Many will disagree with me here, and I fully understand and sympathize with the disagreement, but I am going to recommend the
study version of the
New Jerusalem Bible [the one with all the footnotes and commentary].
It sounds like you are aware that many bibles distort scripture or place a liberal spin on it, so if you are already aware of this, you will be on your guard.
Code:
What is *good* about the Jerusalem Bible far outweighs what is *bad* about it.
For example, some criticize it for advocating the
JEDP theory of the Old Testament. Well, like it or not, the
JEDP theory is a mainstream view; it is not fringe, and any educated person should be familiar with it. You won’t find a clearer exposition of it than that of the New Jerusalem Bible.
The footnotes are a treasure trove of good, sound text criticism, and they often give you profound insight into the scriptural passages.

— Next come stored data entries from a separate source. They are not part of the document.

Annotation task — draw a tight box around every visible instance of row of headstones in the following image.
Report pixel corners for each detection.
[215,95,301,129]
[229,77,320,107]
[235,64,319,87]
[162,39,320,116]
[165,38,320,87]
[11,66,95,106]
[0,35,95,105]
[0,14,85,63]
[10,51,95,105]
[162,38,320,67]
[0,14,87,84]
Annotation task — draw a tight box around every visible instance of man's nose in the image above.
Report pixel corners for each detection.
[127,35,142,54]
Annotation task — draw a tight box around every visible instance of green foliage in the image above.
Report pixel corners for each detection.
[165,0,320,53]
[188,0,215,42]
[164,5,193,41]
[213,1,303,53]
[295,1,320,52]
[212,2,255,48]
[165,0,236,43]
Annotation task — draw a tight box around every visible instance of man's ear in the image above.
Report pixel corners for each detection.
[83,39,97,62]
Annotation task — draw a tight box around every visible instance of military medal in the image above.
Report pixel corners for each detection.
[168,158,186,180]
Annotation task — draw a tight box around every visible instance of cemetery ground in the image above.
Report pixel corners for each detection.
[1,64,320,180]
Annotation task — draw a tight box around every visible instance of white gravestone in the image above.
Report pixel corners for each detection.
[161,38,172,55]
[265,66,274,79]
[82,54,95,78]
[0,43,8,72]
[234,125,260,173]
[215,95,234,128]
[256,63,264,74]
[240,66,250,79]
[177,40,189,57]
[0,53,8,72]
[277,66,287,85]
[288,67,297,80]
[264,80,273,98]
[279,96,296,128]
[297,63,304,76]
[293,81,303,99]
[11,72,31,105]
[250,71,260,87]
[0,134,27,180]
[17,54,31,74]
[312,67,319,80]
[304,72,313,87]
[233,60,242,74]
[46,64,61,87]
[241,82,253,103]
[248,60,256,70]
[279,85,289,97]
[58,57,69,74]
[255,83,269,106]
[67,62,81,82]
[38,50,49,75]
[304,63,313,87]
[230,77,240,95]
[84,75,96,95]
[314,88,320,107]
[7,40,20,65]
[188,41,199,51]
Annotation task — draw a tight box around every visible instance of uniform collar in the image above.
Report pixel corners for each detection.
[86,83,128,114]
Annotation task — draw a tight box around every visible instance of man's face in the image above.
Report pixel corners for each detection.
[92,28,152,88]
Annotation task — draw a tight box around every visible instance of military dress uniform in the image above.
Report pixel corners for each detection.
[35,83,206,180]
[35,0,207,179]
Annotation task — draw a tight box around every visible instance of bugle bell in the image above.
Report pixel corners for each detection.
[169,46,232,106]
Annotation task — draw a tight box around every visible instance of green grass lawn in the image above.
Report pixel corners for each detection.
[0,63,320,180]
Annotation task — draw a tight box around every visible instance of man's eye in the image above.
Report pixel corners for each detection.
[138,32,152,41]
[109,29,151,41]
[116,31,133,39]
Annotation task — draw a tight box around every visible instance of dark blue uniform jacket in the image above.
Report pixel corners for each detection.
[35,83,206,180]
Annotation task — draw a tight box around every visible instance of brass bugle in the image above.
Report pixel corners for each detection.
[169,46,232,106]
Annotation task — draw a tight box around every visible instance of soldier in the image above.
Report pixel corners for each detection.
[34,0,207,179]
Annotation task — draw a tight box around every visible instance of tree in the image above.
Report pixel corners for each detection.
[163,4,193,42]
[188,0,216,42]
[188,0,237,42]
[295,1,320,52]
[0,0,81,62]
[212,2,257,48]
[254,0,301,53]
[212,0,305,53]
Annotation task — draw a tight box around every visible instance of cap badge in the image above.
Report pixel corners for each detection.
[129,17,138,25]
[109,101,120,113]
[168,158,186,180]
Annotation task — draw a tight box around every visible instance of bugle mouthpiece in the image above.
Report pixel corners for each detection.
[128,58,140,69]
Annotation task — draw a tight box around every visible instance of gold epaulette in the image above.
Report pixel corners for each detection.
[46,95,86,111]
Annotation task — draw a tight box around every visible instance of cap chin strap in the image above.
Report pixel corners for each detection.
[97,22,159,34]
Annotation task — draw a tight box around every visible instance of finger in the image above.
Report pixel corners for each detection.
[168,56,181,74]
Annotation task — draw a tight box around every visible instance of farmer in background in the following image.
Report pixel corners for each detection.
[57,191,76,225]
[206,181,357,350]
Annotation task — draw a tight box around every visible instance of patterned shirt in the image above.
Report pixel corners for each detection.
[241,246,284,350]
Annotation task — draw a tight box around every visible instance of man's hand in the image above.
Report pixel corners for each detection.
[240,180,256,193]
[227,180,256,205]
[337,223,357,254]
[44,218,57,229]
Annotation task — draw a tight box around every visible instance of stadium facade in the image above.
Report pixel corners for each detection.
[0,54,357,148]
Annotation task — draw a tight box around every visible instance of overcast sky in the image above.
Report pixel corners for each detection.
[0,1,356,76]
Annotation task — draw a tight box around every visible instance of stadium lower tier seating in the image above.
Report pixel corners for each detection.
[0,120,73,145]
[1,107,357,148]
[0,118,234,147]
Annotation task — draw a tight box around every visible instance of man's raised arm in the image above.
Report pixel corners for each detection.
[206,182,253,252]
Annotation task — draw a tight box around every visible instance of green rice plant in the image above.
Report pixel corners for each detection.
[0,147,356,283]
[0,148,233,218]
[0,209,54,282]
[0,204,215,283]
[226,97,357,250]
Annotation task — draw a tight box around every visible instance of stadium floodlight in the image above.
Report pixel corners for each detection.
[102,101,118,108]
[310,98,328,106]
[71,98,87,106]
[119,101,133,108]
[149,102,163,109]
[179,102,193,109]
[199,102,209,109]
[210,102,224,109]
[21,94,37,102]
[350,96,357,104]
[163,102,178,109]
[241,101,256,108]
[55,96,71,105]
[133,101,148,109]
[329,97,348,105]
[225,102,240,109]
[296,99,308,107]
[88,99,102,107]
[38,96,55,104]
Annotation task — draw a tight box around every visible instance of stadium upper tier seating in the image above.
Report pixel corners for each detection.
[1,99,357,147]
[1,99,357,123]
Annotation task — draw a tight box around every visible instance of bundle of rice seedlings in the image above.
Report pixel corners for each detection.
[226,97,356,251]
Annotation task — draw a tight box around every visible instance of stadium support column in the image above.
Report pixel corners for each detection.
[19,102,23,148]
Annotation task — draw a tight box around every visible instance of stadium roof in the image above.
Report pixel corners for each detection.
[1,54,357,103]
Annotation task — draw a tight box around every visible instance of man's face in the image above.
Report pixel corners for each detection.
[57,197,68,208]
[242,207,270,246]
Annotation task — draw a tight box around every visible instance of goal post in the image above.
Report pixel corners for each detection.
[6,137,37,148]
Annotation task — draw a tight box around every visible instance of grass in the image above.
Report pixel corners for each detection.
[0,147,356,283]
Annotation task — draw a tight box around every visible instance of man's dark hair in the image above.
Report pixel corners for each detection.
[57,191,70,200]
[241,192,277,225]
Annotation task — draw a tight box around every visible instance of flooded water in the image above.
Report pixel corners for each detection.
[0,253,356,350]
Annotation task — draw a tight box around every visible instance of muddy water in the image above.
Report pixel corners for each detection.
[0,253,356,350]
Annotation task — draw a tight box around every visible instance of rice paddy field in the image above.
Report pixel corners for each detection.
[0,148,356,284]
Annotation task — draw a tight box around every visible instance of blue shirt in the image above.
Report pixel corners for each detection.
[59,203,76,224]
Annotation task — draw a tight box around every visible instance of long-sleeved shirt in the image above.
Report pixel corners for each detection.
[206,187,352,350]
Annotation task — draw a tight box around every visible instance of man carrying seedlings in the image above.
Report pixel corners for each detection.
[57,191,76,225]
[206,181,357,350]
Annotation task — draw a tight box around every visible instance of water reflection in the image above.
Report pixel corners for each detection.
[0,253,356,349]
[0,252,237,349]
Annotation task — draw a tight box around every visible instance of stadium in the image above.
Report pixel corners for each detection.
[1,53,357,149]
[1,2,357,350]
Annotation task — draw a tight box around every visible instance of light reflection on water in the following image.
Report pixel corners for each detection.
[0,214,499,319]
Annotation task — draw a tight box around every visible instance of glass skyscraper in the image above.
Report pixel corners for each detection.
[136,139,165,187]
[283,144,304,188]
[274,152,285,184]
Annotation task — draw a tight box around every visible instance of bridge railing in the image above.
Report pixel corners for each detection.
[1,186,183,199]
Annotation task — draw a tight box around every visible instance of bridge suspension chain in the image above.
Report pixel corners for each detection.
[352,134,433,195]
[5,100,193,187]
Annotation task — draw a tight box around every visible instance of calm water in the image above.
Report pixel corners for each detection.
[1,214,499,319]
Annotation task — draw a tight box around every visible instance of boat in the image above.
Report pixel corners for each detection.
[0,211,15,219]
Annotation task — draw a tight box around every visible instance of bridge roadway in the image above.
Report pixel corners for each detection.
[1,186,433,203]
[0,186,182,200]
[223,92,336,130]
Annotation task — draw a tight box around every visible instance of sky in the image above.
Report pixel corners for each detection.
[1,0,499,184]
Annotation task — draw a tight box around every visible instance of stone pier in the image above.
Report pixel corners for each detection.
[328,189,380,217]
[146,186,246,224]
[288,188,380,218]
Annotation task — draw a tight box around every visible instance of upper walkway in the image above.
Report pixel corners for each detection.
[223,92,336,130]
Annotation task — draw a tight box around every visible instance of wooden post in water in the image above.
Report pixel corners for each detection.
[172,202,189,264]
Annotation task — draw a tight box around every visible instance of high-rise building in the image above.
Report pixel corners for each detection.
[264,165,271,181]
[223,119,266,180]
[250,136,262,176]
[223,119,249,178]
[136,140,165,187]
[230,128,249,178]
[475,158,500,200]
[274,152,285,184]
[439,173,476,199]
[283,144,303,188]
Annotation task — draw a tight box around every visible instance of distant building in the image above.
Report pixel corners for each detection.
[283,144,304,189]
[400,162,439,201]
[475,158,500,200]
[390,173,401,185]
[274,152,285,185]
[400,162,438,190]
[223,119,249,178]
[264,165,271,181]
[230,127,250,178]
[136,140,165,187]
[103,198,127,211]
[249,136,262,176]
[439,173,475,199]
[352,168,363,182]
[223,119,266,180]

The translation suffers from post-modernist clap trap like “inclusive language” as did many books in the 70s and 80s. But I have learned to see past these embarrassing anachronisms.
I hope you can see I am very conservative in my views. But I am also a scholar at heart, and like St. Thomas Aquinas, I am open to the truth without fear, because nothing true could ever contradict God.
I read the daily readings directly from the Latin Vulgate, and I meditate on the commentary from the Navarre series. But I find myself often coming back to the New Jerusalem Bible for the Psalms, and the Proverbs, and the Wisdom literature; because it really is a work of profound literary and academic achievement despite its many flaws.